Au cabinet où travaille Audrey Hébert, on a développé une autre formule. Plutôt que le partage de commission, on préfère verser un boni confortable aux deux parties. « Je ne me casse pas la tête par la suite et ça nous permet d’avoir une belle relation », dit-elle, satisfaite. Pour avoir vécu les deux systèmes, elle favorise celui du partage de bonis parce qu’il réduit ou élimine les risques de conflits.
IA et ChatGPT
L’IA frappe aux portes du secteur de l’assurance, s’il n’y est pas déjà entré à certains endroits. C’est une avancée très positive aux yeux de Patrick-Olivier Duchesne Lachance. Il croit que beaucoup d’administration pourra être automatisée dans les trois, quatre, cinq prochaines années et y voit un plus.
« Avoir des employés compétents, ça devient difficile. La venue de la technologie va peut-être déshumaniser nos adjointes, mais ça va grandement améliorer nos opérations, selon moi. A-t-on besoin de payer une personne 40 000 $, 50 000 $, 60 000 $ pour entrer des données dans un fichier Excel ou envoyer des courriels pour répondre à une prime de police lorsque ça pourrait être automatisé dans notre pratique ? La question se pose. »
« ChatGPT représente une menace. On peut jaser avec l’application et lui décrire nos besoins et il va nous proposer une assurance », ajoute-t-il.
« Comme conseillers, il faut se réinventer et ajouter de la valeur. On a décrit ce que l’industrie pouvait nous apporter pour avancer. Mais qu’est-ce que je peux faire de différent que les autres ne font pas ? », plaide-t-il. « Moi, je me suis mis à la lecture. Dans les deux dernières années, j’ai lu 40 livres à propos du développement personnel, des finances et de l’entrepreneuriat. Quand je rencontre un client, j’ai le jargon. C’est à moi de me former et être le leader pour prendre de l’avance dans l’industrie », ajoute-t-il.

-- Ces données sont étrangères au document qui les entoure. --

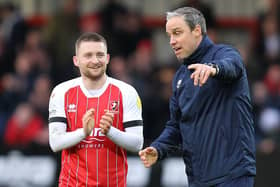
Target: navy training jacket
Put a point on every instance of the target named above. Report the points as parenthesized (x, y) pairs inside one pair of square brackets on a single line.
[(213, 124)]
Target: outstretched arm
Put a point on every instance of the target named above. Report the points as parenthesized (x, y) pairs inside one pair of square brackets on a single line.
[(131, 139)]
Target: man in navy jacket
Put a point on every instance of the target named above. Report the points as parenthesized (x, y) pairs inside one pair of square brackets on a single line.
[(210, 109)]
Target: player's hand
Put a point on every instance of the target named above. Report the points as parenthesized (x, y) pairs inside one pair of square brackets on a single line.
[(148, 156), (201, 73), (106, 121), (88, 121)]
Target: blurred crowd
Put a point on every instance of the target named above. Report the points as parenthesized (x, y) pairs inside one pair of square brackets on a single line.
[(34, 58)]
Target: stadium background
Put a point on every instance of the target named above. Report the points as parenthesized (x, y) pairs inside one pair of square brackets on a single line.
[(36, 48)]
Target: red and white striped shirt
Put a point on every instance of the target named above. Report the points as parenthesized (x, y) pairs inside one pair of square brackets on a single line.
[(96, 160)]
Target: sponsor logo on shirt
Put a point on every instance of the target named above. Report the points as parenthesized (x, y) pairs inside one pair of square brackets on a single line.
[(114, 106)]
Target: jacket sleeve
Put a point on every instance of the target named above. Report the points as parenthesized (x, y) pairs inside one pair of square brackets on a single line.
[(169, 141), (229, 63)]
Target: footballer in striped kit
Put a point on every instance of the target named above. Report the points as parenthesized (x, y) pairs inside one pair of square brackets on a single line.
[(93, 120)]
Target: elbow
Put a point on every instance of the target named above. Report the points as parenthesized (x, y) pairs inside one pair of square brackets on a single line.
[(138, 146)]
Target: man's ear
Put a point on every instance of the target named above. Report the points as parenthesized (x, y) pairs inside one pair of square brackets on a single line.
[(75, 60), (108, 58)]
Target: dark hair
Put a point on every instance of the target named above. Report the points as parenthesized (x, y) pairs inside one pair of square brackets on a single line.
[(191, 16), (90, 37)]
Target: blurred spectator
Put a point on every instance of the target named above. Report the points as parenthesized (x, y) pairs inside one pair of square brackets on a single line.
[(23, 128), (118, 69), (123, 28), (268, 43), (39, 96), (60, 34), (13, 29), (272, 80), (35, 48), (141, 64)]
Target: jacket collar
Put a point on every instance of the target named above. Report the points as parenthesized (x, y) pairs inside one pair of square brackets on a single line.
[(200, 51)]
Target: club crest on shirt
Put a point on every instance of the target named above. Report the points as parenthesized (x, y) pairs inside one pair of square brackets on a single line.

Une réflexion qu’a partagée Jade Cantin. « C’est à nous de nous distinguer en ayant une approche humaine et d’apprendre à travailler avec l’IA qui va nous outiller, nous aider dans notre façon de travailler », estime-t-elle. « On doit dès aujourd’hui à se mettre à la page là-dessus, prendre de la formation et savoir comment l’utiliser pour ne pas devenir dépassés », conclut-elle.